Misericordia, speranza, conversione le parole che hanno accompagnato la meditazione, divenendo la traccia per comprendere il significato del Giubileo: non un evento, non una la ratifica di Dio alle buone azioni dell’uomo in un tempo eccezionale ma la scelta di “far corrispondere la nostra vita alla volontà salvifica di Dio”, ha spiegato De Donatis escludendo dal concetto comune di Giubileo le cose da fare.

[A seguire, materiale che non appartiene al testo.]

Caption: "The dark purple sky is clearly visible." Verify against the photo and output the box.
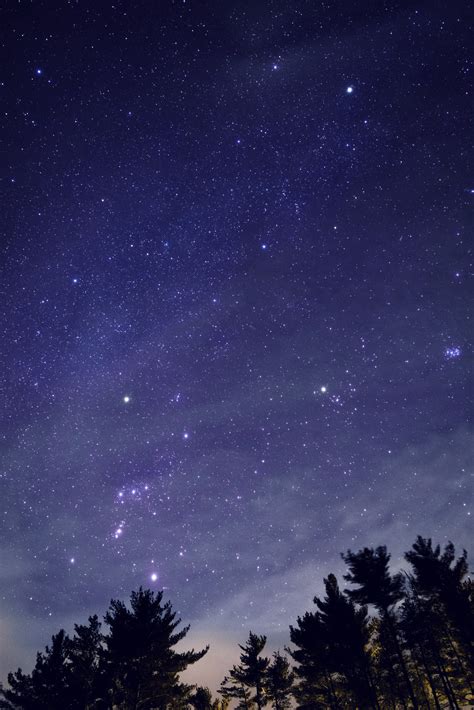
[0,0,474,683]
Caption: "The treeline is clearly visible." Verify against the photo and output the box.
[0,537,474,710]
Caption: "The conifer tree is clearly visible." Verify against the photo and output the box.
[405,535,474,682]
[290,574,378,708]
[0,630,74,710]
[342,545,418,709]
[219,632,270,710]
[265,651,295,710]
[105,588,208,710]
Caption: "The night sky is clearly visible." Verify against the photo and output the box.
[0,0,474,687]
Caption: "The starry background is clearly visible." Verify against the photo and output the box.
[0,0,474,687]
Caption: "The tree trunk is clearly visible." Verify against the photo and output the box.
[384,608,418,710]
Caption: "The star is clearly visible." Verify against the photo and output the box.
[444,345,462,360]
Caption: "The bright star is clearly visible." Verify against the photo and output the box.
[444,345,462,360]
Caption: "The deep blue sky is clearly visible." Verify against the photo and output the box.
[0,0,474,684]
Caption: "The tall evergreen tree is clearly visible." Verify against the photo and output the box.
[405,535,474,672]
[219,632,270,710]
[265,651,295,710]
[290,574,378,708]
[105,588,208,710]
[342,545,418,708]
[189,686,214,710]
[0,630,74,710]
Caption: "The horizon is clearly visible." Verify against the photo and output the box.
[0,0,474,690]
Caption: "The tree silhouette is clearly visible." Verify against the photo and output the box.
[0,537,474,710]
[342,545,418,708]
[189,686,214,710]
[0,630,74,710]
[104,588,208,710]
[405,535,474,672]
[290,574,378,708]
[219,632,270,710]
[265,651,295,710]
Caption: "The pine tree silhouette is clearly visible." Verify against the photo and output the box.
[342,546,418,709]
[219,632,270,710]
[104,588,208,710]
[265,651,295,710]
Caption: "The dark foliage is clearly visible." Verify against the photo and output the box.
[0,537,474,710]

Ed è in fatti la domanda “Cosa dobbiamo fare per il giubileo?” quella che comunemente pellegrini e fedeli si pongono concentrandosi su opere o segni che trovano un corrispettivo nel precedente evangelico ‘Maestro cosa devo fare per avere la vita eterna?’. Il Card. De Donatis partendo dall’evento che narra l’incontro di Gesù con un uomo desideroso di cielo, mette in guardia dal rischio di ridurre questa occasione  – il Giubileo, e quindi l’incontro con la misericordia di Dio – “ad un pellegrinaggio, ad una buona confessione, al passaggio della porta santa, come pure all’atto di fede…” , con il rischio di “mettere in fila tutte queste cose senza accorgermi che ci stiamo mettendo davanti al Signore con la pretesa di una ratifica da parte di Dio per avere la vita eterna”  e peggio ancora “costruire un cristianesimo senza Cristo, una redenzione senza il Redentore, una salvezza senza il Salvatore”. Dunque la pienezza non è subordinata ad un fare, un avere, ma a vivere in, “entrare in un’esperienza di misericordia (…) che non è una meta ma uno spazio da cui partire; si tratta non di avere ma di rimanere nella vita”. Mostra l’esempio di Maria perché “quando la mano di Dio tocca il cuore dell’uomo e l’uomo si lascia toccare (…) il paradiso diventa una realtà a portata di mano”. Da questo incontro, dal gustare la misericordia di Dio scaturisce la sequela dunque esperienza totale e totalizzante.

Parole che hanno guidato i presenti a pensarsi nel rapporto con Dio come uomini e donne di fede, ma soprattutto come comunità di credenti che condivide l’esperienza giubilare e nel farlo è rivestita della responsabilità di portare a Roma, nella preghiera,  l’intera comunità da cui si proviene “perché Dio vuole che tutti gli uomini siano salvati”, così il Cardinale De Donatis citando la lettera di San Paolo Timoteo.

La misericordia, l’essere totalmente toccati da Dio, genera la  speranza. Una nuova immagine biblica, quella dei discepoli di Emmaus, è stata proposta ai presenti: alla delusione di coloro che speravano in Gesù per la liberazione di Israele si sostituisce una nuova speranza, data da una nuova abbondanza di pane: il gesto che il Signore compie nella locanda non riabilita solo la memoria dei due uomini rammaricati e sconfortati, ma conferma che la storia “è ancora ricca del pane”, ancora abbondante della presenza affidabile di Cristo

Cambio di prospettiva da parte del relatore che ponendosi dalla parte del mondo, facendosi interprete di un comune sentimento, ha posto la “perché è difficile sperare?”. “Fino a quando desideriamo costruire un futuro con le nostre mani – ha spiegato – faticheremo ad essere uomini e donne di speranza”. Ha poi aggiunto, “il pellegrino non vive senza problemi. La forza della speranza non sta nelle soluzioni alle nostre attese ma nella certezza della mano di Cristo accanto a noi, il signore non ci salva dalla morte ma ci salva nella morte”. Alla radice di questa convinzione, vi è un cammino di fede, la scelta di coltivare la relazione con Dio, di relazionarsi con lui, di sentirlo padre, di sperimentarne la presenza.

Conversione, l’ultimo passaggio che De Donatis ha proposto all’assemblea. “L’incontro con la misericordia che fa entrare nella speranza, genera conversione” ossia quel cambiamento urgente  e necessario per attraversare la porta da persone nuove, riconciliate con se stesse. “Il primo passo da compiere – l’invito del Cardinale – è forse quello di arrivarci con qualche lacrima”, sollecitando ad avere “uno sguardo di misericordia su tutta la nostra storia. Il passaggio indica un cambiamento interiore: sarò capace di leggere tutto quello che ho vissuto nella mia vita con gli occhi di Dio e avere la forza di continuare il mio pellegrinaggio sulla terra finché vorrà?”.

Parole che si fanno premessa ad una preparazione personale o comunitaria  – secondo le proposte di Diocesi e parrocchie –  a varcare la Porta Santa e pronunciare la professione di fede in Dio, nella Chiesa sulla tomba di Pietro.